A new study released this month says West Virginia has the 5th largest number of people signing up to join AmeriCorps. Those volunteers serve in West Virginia and across the country.
AmeriCorps is a national service program that was created by President Bill Clinton in 1994 and is often referred to as the domestic Peace Corps.
Some of the programs in West Virginia where AmeriCorps members serve include:
1. Energy Express: a tutoring and literacy program
2. Lifebridge: AmeriCorps who are veterans help veterans transition back to civilian life
3. DisasterCorps: AmeriCorps train with the Red Cross to assist communities hit by floods and other disasters
4. Appalachian Forest Heritage Area: AmeriCorps work on cultural and forestry programs, based out of Elkins.
West Virginia has a long history of strong volunteer programs, going back to the sixties when VISTA volunteers came to help people in the coal fields. Bill Basl, director of AmeriCorps, says he thinks one of the reasons so many West Virginians are signing up for his program is because many of them grow up volunteering in their local community.

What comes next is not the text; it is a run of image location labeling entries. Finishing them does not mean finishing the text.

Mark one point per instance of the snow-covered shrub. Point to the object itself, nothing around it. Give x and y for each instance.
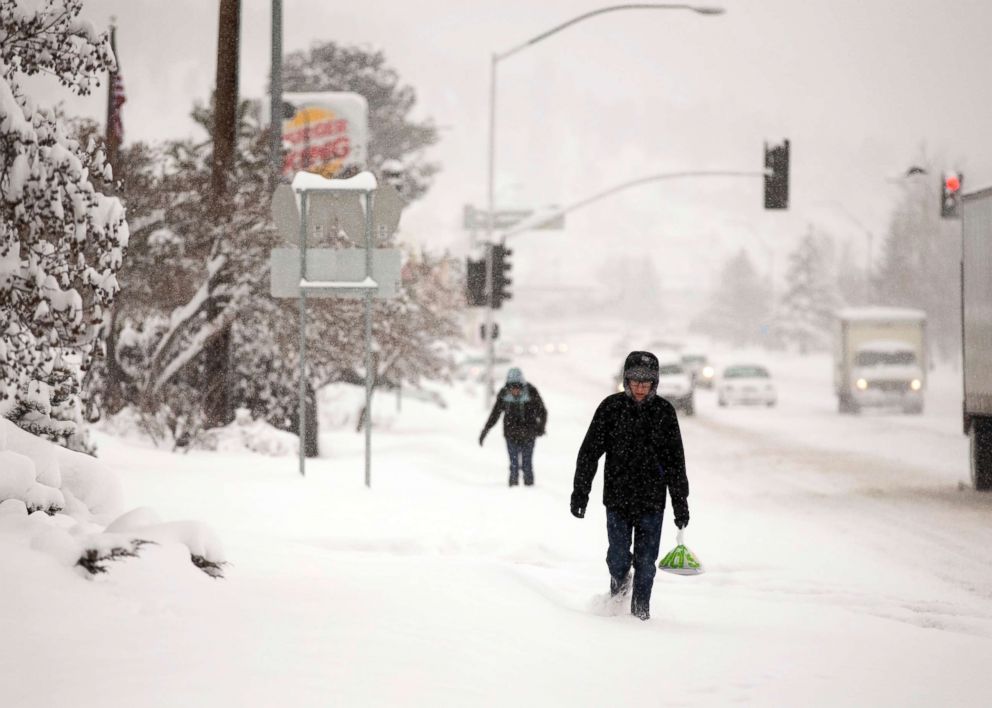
(61, 241)
(245, 434)
(67, 504)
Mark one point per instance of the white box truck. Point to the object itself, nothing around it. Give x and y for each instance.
(880, 358)
(976, 330)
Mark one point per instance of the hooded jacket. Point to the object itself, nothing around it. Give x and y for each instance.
(643, 447)
(524, 418)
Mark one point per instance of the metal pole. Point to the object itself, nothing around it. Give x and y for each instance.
(368, 341)
(490, 213)
(275, 137)
(870, 295)
(303, 334)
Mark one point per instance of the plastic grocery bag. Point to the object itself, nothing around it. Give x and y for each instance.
(680, 560)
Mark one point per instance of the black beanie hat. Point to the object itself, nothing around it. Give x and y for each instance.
(641, 366)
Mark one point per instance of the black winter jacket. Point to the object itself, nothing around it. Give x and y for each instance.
(644, 456)
(521, 421)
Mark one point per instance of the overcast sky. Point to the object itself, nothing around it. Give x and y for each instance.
(862, 88)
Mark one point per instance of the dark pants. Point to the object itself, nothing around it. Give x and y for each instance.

“It’s that neighbor helping neighbor ethic, that ethic of home grown service, that helps then an individual make that step. So a step to AmeriCorps may not be as big to an individual who has already volunteered in their community, and then says, 'well maybe I can make that kind of commitment for a year.'"
Basl adds that another reason for the high number of AmeriCorps could be the lack of employment options in the state. AmeriCorps members serve 1-4 years and are paid a living stipend (usually between $900 and $2,000 a month) and receive health benefits. AmeriCorps members also receive an education award at the end of their service.